We can only do it for moments at first. But from those moments the new sort of life will be spreading through our system: because now we are letting God work at the right part of us. It is the difference between paint, which is merely laid on the surface, and a dye or stain which soaks right through. He never talked vague, idealistic gas. When he said, "Be perfect," He meant it. He meant that we must go in for the full treatment. It is hard; but the sort of compromise we are hankering after is harder—in fact, it is impossible. It may be hard for an egg to turn into a bird: it would be a jolly sight harder for it to learn to fly while remaining an egg. We are like eggs at present. And you cannot go on indefinitely being just an ordinary, decent egg. We must be hatched or go bad.
May I come back to what I said before? This is the whole of Christianity. There is nothing else. It is so easy to get muddled about that. It is easy to think that the Church has a lot of different objects—education, building, missions, holding services. Just as it is easy to think the State has a lot of different objects—military, political, economic, and what not. But in a way things are much simpler than that. The State exists simply to promote and to protect the ordinary happiness of human beings in this life. A husband and wife chatting over a fire, a couple of friends having a game of darts in a pub, a man reading a book in his own room or digging in his own garden—that is what the State is there for.
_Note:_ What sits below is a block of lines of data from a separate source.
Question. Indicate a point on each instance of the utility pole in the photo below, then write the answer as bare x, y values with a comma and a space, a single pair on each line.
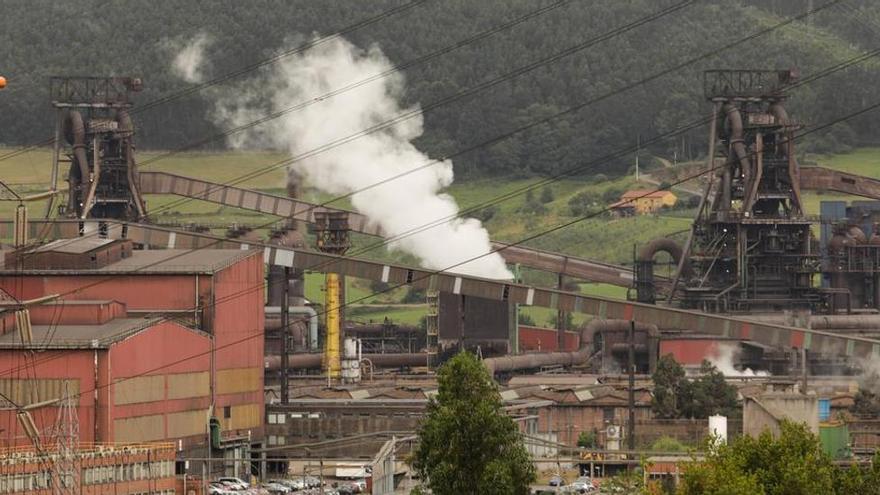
638, 150
632, 386
285, 337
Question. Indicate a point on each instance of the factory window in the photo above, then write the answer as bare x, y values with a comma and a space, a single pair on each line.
276, 440
608, 414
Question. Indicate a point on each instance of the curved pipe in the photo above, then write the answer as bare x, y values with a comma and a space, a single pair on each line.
126, 127
537, 360
828, 322
781, 116
313, 360
649, 250
300, 310
75, 131
857, 234
734, 120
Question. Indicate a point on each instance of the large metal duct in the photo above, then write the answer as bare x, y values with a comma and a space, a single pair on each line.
313, 360
75, 133
831, 323
537, 360
123, 119
645, 284
734, 121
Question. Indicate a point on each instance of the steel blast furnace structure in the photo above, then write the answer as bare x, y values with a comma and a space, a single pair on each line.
95, 134
751, 247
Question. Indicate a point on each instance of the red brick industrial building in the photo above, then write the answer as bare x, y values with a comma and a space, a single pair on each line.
153, 342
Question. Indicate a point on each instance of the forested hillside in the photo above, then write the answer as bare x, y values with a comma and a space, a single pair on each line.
100, 37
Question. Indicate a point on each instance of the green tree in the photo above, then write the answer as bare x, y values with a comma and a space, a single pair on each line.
792, 463
668, 378
677, 397
467, 444
710, 394
588, 439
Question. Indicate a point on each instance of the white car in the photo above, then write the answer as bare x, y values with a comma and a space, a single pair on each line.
235, 483
582, 485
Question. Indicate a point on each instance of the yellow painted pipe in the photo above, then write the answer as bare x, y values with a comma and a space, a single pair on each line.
332, 361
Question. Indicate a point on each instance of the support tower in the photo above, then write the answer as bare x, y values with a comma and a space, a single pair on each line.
752, 247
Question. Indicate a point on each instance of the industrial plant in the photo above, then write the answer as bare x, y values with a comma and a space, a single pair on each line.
145, 357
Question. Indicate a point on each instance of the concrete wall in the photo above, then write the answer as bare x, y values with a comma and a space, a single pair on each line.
765, 411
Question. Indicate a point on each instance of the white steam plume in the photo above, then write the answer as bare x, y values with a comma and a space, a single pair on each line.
398, 205
723, 359
189, 62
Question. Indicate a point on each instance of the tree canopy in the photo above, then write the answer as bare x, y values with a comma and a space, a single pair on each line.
675, 396
467, 444
792, 463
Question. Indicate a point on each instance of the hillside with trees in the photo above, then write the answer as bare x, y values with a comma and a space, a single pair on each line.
101, 37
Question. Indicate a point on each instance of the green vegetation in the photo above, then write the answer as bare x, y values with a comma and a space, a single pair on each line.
142, 38
792, 463
467, 443
675, 396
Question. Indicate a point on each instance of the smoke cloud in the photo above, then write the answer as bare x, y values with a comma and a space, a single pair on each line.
724, 357
189, 62
398, 205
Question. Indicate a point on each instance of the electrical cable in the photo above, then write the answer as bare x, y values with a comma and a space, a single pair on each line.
507, 135
248, 68
485, 85
519, 242
536, 185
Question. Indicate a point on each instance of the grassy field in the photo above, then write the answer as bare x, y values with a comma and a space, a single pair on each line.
602, 238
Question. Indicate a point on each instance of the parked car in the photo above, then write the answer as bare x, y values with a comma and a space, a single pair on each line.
217, 488
235, 483
294, 485
276, 488
556, 480
583, 485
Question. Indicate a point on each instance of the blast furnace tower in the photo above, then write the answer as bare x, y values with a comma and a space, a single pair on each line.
95, 135
752, 247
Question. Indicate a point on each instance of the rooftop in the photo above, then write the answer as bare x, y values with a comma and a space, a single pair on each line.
78, 246
79, 336
203, 261
644, 193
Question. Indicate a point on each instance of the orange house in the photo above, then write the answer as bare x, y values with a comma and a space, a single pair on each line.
643, 201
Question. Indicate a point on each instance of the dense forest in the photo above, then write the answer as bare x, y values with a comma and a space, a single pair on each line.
116, 37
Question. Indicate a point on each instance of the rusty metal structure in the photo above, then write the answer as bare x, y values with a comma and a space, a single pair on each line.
751, 247
95, 135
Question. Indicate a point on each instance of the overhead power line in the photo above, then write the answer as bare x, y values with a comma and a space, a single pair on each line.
248, 68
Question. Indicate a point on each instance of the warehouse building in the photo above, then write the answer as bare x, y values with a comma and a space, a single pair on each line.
157, 345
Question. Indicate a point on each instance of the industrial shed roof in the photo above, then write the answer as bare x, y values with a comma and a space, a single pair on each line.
79, 246
165, 261
79, 336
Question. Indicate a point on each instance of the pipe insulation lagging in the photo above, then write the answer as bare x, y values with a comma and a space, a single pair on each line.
538, 360
75, 133
272, 362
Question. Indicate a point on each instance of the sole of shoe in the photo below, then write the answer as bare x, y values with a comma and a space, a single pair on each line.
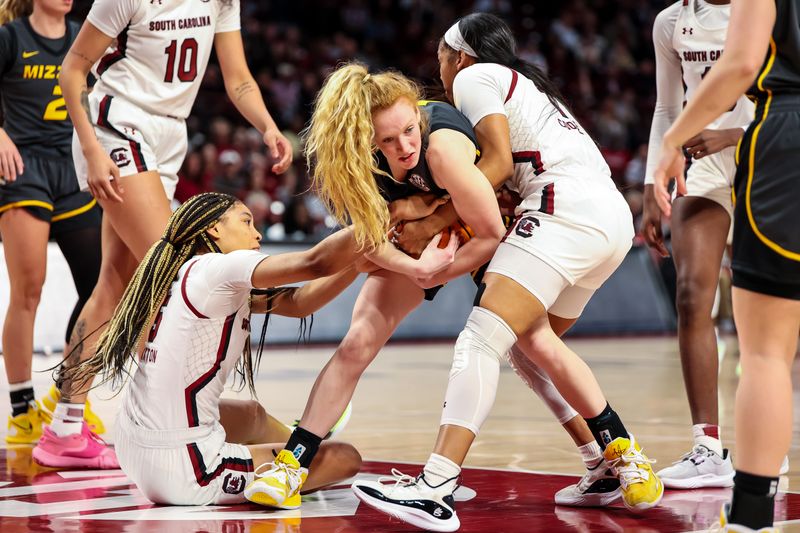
706, 481
589, 500
263, 494
45, 458
414, 517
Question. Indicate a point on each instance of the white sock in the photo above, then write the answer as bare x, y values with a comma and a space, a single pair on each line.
67, 419
701, 436
591, 454
441, 473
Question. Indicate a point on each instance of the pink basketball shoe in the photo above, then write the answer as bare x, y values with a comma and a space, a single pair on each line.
85, 450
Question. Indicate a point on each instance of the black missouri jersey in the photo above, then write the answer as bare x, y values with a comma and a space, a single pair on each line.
440, 116
780, 73
33, 109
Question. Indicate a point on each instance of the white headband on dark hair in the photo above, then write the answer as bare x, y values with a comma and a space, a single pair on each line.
456, 41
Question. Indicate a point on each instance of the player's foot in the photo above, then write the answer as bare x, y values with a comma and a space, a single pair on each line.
337, 427
641, 489
700, 468
279, 485
82, 450
725, 527
26, 428
411, 500
52, 398
598, 487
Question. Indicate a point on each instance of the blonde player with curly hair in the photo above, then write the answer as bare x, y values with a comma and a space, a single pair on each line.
190, 301
393, 146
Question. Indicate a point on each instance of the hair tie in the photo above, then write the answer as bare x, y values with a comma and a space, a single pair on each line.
455, 40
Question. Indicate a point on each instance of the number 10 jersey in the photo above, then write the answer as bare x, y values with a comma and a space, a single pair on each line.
161, 51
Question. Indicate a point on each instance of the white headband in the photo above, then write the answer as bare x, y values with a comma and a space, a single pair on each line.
456, 41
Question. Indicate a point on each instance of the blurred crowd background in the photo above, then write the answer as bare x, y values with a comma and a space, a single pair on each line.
600, 54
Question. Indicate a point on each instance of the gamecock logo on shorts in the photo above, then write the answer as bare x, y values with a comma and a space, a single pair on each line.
120, 157
526, 225
233, 484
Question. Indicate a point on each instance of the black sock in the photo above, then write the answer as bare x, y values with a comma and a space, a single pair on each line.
753, 502
304, 446
20, 400
606, 427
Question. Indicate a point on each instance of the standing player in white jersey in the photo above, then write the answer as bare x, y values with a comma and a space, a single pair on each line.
176, 438
689, 37
573, 230
130, 140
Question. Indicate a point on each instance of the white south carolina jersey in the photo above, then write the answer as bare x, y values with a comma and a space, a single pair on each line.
194, 344
689, 37
161, 51
548, 144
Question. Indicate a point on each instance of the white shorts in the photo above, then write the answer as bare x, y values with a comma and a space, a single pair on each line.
712, 176
135, 140
183, 467
561, 261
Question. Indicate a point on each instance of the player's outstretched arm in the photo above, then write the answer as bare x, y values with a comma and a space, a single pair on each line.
331, 255
245, 95
299, 302
87, 49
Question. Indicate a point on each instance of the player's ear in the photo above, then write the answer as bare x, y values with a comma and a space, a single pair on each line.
215, 231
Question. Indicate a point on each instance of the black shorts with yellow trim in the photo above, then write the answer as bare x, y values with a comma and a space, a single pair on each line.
48, 189
478, 273
766, 228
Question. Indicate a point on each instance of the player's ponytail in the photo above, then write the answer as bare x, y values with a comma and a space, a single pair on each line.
493, 42
185, 236
340, 147
14, 9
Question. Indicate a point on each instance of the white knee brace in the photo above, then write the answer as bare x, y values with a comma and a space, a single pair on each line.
536, 379
476, 366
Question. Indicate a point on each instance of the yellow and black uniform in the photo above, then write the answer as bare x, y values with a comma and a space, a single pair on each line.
36, 120
766, 230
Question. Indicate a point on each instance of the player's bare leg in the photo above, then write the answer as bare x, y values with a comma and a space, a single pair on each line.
129, 229
25, 246
767, 328
699, 234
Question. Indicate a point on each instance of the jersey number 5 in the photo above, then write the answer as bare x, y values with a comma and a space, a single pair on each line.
57, 109
187, 62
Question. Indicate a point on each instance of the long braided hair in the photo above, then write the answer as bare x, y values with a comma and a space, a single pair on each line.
185, 236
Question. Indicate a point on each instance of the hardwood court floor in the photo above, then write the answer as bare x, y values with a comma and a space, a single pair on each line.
395, 416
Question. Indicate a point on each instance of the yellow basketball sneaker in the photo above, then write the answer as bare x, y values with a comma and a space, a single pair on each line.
26, 428
53, 396
279, 486
640, 486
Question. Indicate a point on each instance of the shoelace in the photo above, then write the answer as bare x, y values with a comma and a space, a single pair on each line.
628, 469
699, 451
292, 475
399, 478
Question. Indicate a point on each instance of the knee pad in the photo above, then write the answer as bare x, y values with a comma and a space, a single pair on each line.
476, 369
540, 383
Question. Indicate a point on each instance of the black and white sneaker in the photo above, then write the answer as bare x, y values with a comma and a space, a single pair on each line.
411, 500
598, 487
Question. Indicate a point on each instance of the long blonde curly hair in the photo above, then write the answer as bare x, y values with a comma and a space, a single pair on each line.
14, 9
341, 151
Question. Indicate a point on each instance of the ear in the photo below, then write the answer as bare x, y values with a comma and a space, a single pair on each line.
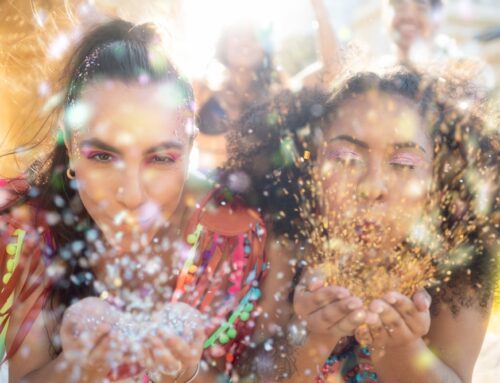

And unless they are helping to increase and prolong and protect such moments, all the laws, parliaments, armies, courts, police, economics, etc., are simply a waste of time. In the same way the Church exists for nothing else but to draw men to Christ, to make them like little Christs. If they are not doing that, all the cathedrals, clergy, missions, sermons, even the Bible itself, are simply a waste of time. God became Man for no other purpose.